I need to find the most common element in a large list (more than a million elements are in the list)

here is what I am using, (it is way too slow)

nameDict = {}
max = 0
for uniqWord in uniqWordList:
wordCount = wordList.count(uniqWord)
nameDict[wordCount] = uniqWord
if (wordCount > max):
max = wordCount
print "max: ", max
print "common word found, returning"
return max, nameDict[max]

basically I am taking a wordList, that contains many repeated elements. and I am copying it into a set and then back into uniqWordList, removing duplicate elements. I then iterate over this uniq word list and build a dictionary that includes the count of each uniq element, and the element it's self. I keep the largest known count (max) and return it along with the element it corresponds to when I am done.

this is painfully slow, what am I doing wrong?

cwaldbieser
October 17th, 2007, 06:12 AM
l = [1,3,2,2,1,1]
d = {}
for elm in l:
d[elm] = d.get(elm, 0) + 1
counts = [(j,i) for i,j in d.items()]
count, max_elm = max(counts)

Build a dictionary of counts keyed by the elements.
The dictionary items(...) method is a list of tuples (element, count).
Reverse the order of the tuples to (count, element).
Let the max(...) function figure out the max count and element.

ghostdog74
October 17th, 2007, 07:31 AM
>>> d={}
>>> l = [1,3,2,2,1,1]
>>> for o in l:
... d.setdefault(o,0)
... d[o]+=1
>>> d
{1: 3, 2: 2, 3: 1}

pmasiar
October 17th, 2007, 01:49 PM
o and l are really the variable names I NEVER use :-(
Another naming convention I use is: don't have single letter variable names, use double-letter: ii, kk.

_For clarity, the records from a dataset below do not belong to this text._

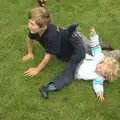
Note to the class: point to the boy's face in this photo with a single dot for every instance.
(33, 27)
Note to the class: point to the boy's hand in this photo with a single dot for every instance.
(100, 97)
(28, 56)
(31, 72)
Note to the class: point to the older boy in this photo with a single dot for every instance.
(65, 44)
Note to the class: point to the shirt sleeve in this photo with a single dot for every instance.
(98, 85)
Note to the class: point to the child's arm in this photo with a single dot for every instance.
(34, 71)
(98, 88)
(29, 55)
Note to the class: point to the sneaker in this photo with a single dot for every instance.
(44, 92)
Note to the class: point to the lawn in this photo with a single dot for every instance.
(19, 95)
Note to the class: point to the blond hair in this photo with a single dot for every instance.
(42, 3)
(40, 15)
(110, 68)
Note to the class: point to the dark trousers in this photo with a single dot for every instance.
(68, 74)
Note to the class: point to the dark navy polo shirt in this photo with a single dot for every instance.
(54, 40)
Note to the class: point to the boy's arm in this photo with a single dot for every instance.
(34, 71)
(29, 55)
(98, 88)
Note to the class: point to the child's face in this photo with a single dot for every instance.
(33, 27)
(101, 69)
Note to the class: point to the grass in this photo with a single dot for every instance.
(19, 95)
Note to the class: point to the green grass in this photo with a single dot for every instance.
(19, 95)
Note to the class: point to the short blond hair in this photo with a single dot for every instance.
(40, 15)
(111, 68)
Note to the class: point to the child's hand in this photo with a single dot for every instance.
(28, 56)
(100, 97)
(31, 72)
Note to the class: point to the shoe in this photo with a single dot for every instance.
(44, 92)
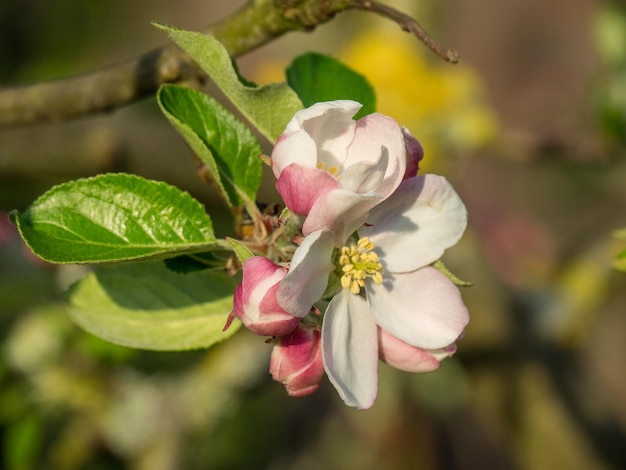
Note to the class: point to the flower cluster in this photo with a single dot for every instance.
(360, 286)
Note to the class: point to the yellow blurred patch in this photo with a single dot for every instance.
(443, 105)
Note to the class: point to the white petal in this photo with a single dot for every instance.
(415, 225)
(350, 349)
(373, 132)
(331, 126)
(340, 211)
(422, 308)
(307, 278)
(364, 177)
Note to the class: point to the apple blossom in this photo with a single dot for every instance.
(334, 169)
(296, 361)
(392, 304)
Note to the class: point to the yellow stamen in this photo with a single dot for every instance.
(357, 263)
(333, 170)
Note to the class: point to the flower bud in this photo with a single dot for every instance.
(296, 361)
(255, 301)
(403, 356)
(414, 154)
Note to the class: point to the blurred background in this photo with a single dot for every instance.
(531, 129)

Easier to find later :-) And collections end with letter s. :-)

results = {}
items = [1,3,2,2,1,1]
for item in items:
results.setdefault(item, 0)
results[item] += 1

slavik
October 17th, 2007, 03:14 PM
just to pimp Perl :)

\$count{\$_}++ for(LIST);
sort { \$count{\$b} <=> \$count{\$a} } keys %count; #<=> is for numbers, cmp is for strings
print @{%count}[0]

dwblas
October 17th, 2007, 10:31 PM
Your program takes a long time because this statement has to search the entire list for each word to get the count
wordCount = wordList.count(uniqWord)
So if you have 1 million entries, you have to search one million entries one million times which is somewhere around a trillion. You at least eliminate looking up duplicate words again, but the best solution is already posted. Go through the list once and increment a counter.